More than a third of Pakistan’s food import bill is headlined by palm oil this fiscal year. As early signs of softening emerge in prices of other commodities, particularly energy, hopes were pinned that palm oil will soon follow a similar trajectory. The emergence of Omicron fueled further hope but the production slowdowns being observed among key producing countries, has kept the commodity holding to the highs.
Regional dynamics have ensured that palm oil demand goes unbated despite all-time high prices. Spot prices have come off from record highs but refuse to enter a bear run. More impetus has been provided by India, where demand after having stuttered in September and October, is expected to have rebounded stronger than ever before. India’s imports rose by 12 percent on sequential basis, enough for the palm oil futures to settle around the all-time high rates. Off-take from China has also re-surged after a slowdown in 1QFY22.
Pakistan’s inventory of palm oil, as tracked by the Malaysian Palm Oil Council was lower by a third at the end of November. October’s imports were the lowest in over a year, and it should only be a matter of a month for quantities to return to normalcy. There were earlier signs of Omicron raising huge concerns, but that seem to have now eased. The surge in demand from key Asian buyers has coincided with anticipation of production slowdown in Malaysia and Indonesia.

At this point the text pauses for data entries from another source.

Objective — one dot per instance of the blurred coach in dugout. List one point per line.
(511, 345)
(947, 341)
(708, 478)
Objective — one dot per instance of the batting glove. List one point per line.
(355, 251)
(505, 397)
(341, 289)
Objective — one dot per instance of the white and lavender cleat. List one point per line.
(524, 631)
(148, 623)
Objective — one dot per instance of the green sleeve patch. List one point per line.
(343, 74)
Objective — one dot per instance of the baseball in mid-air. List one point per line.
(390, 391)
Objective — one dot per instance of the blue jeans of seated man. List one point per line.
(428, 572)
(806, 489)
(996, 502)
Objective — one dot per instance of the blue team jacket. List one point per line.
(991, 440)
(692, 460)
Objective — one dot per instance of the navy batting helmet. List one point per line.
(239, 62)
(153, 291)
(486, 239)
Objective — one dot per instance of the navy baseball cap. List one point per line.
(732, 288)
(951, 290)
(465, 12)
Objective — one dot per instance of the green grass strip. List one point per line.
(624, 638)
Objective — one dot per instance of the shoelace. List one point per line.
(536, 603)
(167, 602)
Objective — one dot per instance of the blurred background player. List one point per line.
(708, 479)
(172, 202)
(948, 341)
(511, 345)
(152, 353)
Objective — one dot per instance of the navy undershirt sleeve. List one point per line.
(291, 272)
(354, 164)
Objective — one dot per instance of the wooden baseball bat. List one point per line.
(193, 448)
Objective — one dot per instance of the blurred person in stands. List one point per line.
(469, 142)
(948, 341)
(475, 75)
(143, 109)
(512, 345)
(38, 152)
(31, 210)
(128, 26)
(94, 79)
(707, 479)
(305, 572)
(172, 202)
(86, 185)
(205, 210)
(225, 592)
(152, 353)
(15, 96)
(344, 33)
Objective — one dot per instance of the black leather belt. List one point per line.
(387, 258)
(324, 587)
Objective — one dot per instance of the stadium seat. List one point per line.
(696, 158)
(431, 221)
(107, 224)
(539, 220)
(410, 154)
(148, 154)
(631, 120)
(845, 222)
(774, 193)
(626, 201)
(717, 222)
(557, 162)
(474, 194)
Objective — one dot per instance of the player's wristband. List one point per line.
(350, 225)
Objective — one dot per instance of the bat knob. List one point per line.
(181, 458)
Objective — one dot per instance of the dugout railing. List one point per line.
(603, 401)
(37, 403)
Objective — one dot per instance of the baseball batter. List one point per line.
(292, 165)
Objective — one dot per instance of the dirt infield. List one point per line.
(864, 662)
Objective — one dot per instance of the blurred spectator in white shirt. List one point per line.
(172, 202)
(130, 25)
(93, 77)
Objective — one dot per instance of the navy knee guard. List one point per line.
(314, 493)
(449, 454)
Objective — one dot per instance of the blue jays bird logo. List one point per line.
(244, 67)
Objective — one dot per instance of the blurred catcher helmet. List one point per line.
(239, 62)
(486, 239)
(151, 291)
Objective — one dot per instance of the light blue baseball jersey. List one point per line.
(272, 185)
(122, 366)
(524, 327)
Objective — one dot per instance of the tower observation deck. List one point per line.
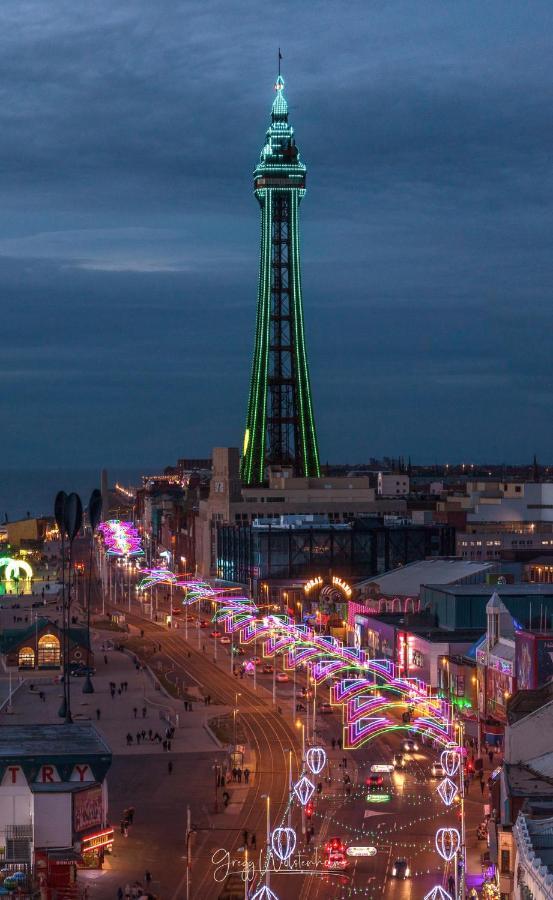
(280, 428)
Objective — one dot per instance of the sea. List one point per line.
(32, 492)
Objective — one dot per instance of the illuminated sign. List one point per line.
(102, 839)
(361, 851)
(341, 585)
(313, 583)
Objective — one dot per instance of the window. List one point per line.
(48, 650)
(26, 658)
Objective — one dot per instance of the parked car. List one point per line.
(400, 868)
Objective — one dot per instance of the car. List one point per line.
(334, 844)
(374, 780)
(400, 868)
(335, 860)
(80, 670)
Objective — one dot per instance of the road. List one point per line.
(400, 822)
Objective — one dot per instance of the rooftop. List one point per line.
(51, 740)
(523, 781)
(428, 631)
(486, 590)
(407, 580)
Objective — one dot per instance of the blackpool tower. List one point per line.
(280, 428)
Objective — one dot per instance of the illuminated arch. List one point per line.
(14, 566)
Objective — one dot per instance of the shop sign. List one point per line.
(87, 809)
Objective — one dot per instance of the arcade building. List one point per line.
(53, 803)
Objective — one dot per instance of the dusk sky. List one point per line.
(129, 232)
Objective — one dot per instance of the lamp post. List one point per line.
(300, 724)
(235, 711)
(268, 859)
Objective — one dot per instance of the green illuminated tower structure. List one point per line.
(280, 428)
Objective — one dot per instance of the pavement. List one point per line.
(402, 826)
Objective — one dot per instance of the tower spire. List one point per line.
(280, 427)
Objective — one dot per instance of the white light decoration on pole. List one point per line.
(448, 842)
(283, 842)
(438, 893)
(303, 789)
(450, 761)
(447, 790)
(265, 893)
(316, 759)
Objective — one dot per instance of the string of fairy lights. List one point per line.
(367, 693)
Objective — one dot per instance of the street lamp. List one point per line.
(235, 712)
(267, 797)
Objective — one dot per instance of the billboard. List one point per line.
(87, 809)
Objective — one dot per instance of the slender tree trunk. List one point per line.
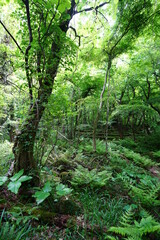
(107, 116)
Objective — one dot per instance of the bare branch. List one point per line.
(12, 37)
(92, 8)
(29, 77)
(76, 35)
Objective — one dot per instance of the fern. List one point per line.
(134, 230)
(9, 231)
(82, 176)
(146, 194)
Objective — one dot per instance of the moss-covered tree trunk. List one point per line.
(47, 66)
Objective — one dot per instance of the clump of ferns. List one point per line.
(132, 229)
(146, 193)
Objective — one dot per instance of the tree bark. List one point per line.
(24, 144)
(95, 124)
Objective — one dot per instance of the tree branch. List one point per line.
(76, 35)
(91, 8)
(29, 78)
(12, 37)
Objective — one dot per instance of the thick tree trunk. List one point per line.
(24, 144)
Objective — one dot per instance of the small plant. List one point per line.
(82, 176)
(133, 229)
(15, 182)
(9, 231)
(59, 190)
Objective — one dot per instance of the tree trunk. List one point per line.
(101, 103)
(24, 144)
(107, 116)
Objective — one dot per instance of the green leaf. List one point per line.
(17, 175)
(24, 178)
(14, 186)
(47, 187)
(41, 196)
(3, 180)
(62, 190)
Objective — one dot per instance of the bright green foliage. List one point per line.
(9, 231)
(134, 229)
(43, 194)
(146, 193)
(62, 190)
(3, 180)
(15, 181)
(94, 178)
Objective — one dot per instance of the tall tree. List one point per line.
(44, 45)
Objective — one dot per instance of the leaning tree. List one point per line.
(44, 26)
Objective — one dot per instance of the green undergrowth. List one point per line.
(112, 196)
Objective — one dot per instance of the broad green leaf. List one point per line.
(62, 190)
(24, 178)
(47, 187)
(3, 180)
(41, 196)
(17, 175)
(14, 186)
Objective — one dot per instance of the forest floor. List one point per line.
(112, 197)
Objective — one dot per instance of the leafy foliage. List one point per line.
(94, 179)
(134, 229)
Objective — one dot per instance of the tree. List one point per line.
(132, 17)
(43, 47)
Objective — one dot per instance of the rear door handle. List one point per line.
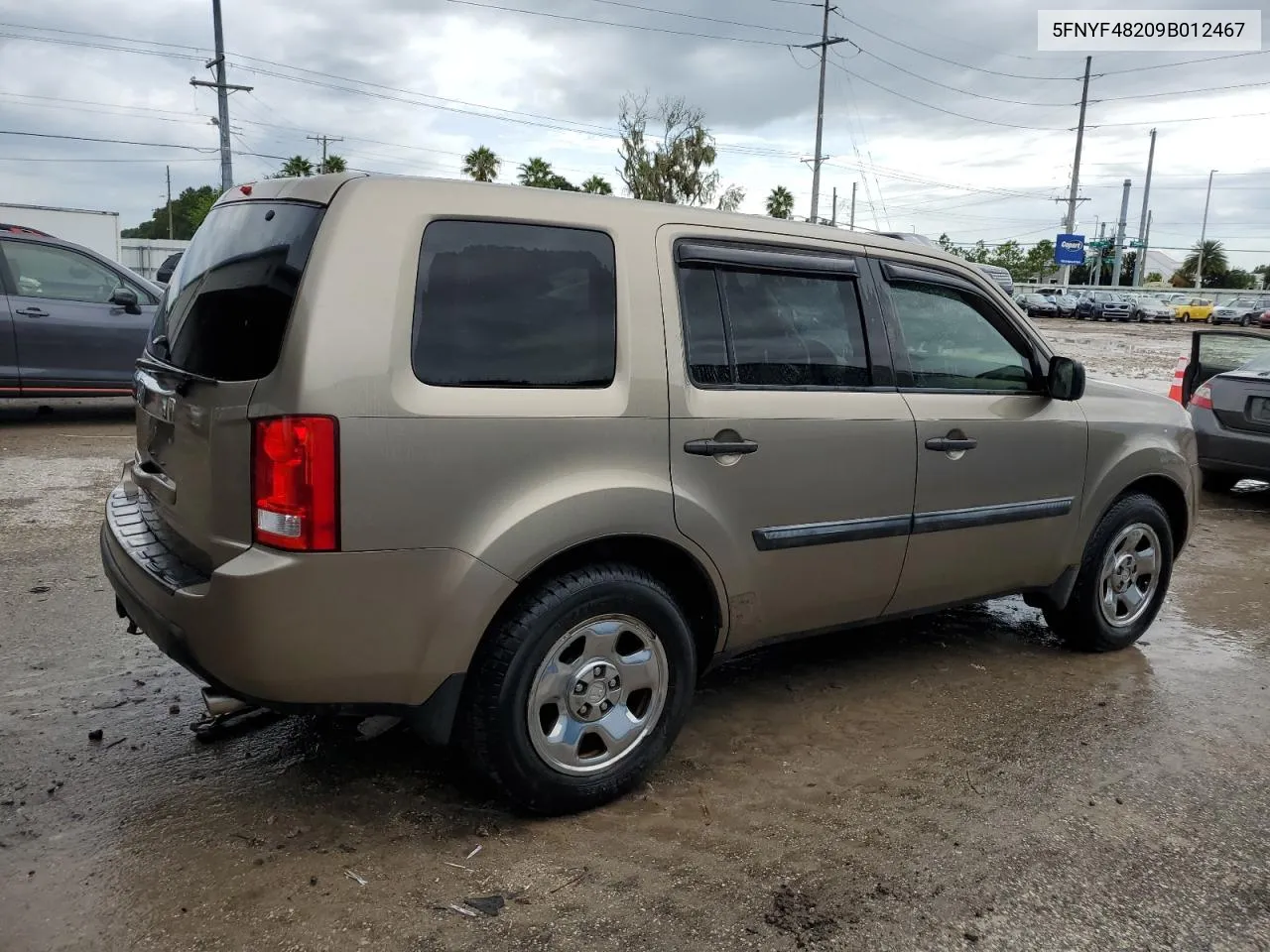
(720, 447)
(952, 444)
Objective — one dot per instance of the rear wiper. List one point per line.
(153, 363)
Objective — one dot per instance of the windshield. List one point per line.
(230, 298)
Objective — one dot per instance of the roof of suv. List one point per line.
(322, 188)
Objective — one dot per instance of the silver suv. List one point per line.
(520, 465)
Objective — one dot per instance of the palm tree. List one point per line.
(536, 173)
(1215, 263)
(296, 168)
(481, 164)
(780, 202)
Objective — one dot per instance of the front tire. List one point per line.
(579, 689)
(1123, 578)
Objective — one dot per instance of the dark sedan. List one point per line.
(1242, 311)
(1039, 306)
(1103, 306)
(1227, 389)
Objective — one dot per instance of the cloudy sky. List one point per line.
(943, 112)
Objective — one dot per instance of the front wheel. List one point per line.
(1123, 578)
(579, 689)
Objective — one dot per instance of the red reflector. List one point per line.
(295, 476)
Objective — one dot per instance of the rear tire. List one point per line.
(1102, 615)
(1216, 481)
(553, 756)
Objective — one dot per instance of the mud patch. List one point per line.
(66, 486)
(797, 914)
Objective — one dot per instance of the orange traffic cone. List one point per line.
(1175, 390)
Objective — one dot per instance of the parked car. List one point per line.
(1150, 308)
(1066, 303)
(1242, 311)
(1039, 306)
(1227, 393)
(73, 321)
(685, 395)
(1194, 308)
(1103, 306)
(169, 264)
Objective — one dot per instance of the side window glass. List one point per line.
(772, 329)
(702, 327)
(952, 345)
(58, 273)
(504, 304)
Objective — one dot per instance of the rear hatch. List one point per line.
(220, 329)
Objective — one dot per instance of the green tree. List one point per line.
(536, 173)
(730, 198)
(189, 211)
(333, 163)
(295, 168)
(481, 164)
(1039, 261)
(674, 164)
(1215, 264)
(780, 202)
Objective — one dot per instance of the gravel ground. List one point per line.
(951, 782)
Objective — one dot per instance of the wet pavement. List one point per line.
(943, 783)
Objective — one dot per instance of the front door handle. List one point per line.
(952, 444)
(720, 447)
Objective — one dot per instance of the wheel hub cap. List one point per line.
(597, 694)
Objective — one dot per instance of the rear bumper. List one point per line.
(375, 630)
(1229, 451)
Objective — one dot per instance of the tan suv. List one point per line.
(520, 465)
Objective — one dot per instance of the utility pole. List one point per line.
(1076, 166)
(1203, 232)
(1142, 220)
(324, 140)
(1097, 262)
(222, 98)
(1119, 234)
(824, 46)
(1142, 252)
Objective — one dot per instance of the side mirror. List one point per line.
(126, 298)
(1066, 379)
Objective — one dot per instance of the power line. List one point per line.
(708, 19)
(957, 89)
(113, 141)
(612, 23)
(952, 62)
(942, 109)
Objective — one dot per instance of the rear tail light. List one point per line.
(1203, 398)
(295, 476)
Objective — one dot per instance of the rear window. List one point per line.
(229, 301)
(508, 304)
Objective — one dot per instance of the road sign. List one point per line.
(1070, 249)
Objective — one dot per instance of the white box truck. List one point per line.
(95, 230)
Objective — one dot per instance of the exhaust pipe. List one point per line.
(222, 705)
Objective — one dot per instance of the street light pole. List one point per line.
(1203, 232)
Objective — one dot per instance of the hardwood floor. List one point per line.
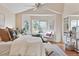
(68, 52)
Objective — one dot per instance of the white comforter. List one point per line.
(27, 46)
(23, 46)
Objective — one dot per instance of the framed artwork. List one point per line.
(2, 20)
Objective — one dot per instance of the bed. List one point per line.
(27, 45)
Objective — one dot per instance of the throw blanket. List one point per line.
(27, 46)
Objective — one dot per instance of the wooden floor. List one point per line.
(68, 52)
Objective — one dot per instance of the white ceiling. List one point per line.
(18, 7)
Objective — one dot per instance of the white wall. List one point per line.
(71, 8)
(9, 17)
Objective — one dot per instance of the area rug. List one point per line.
(54, 50)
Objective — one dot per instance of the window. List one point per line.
(39, 26)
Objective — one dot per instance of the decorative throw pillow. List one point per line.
(4, 35)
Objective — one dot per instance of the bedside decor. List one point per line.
(2, 20)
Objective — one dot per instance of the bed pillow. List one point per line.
(4, 34)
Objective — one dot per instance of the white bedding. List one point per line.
(5, 48)
(25, 46)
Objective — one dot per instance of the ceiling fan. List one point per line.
(37, 6)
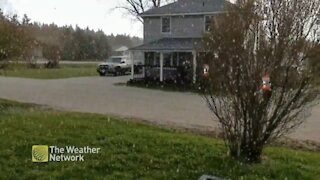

Import unit price is expected to stay north of $1100 per ton for November and possibly December. Palm oil imports during 4MFY22 are almost entirely driven by price increase, and at this rate, Pakistan could be looking at a palm oil annual import bill around $2.8-3 billion. The United Nations FAO Vegetable Oil Price Index reconfirms the trend, staying at 185 points in November, only marginally lower than the all-time high registered in October. The slight decrease is witnessed in soybean oil, whereas palm oil prices remained virtually unchanged. Palm oil has historically had a strong correlation with global crude oil prices but has so far held firm against the softening in global crude oil price. Supply disruptions are expected to last another month, and if Omicron concerns do not materialize, expect palm oil to continue to hover around the current highs.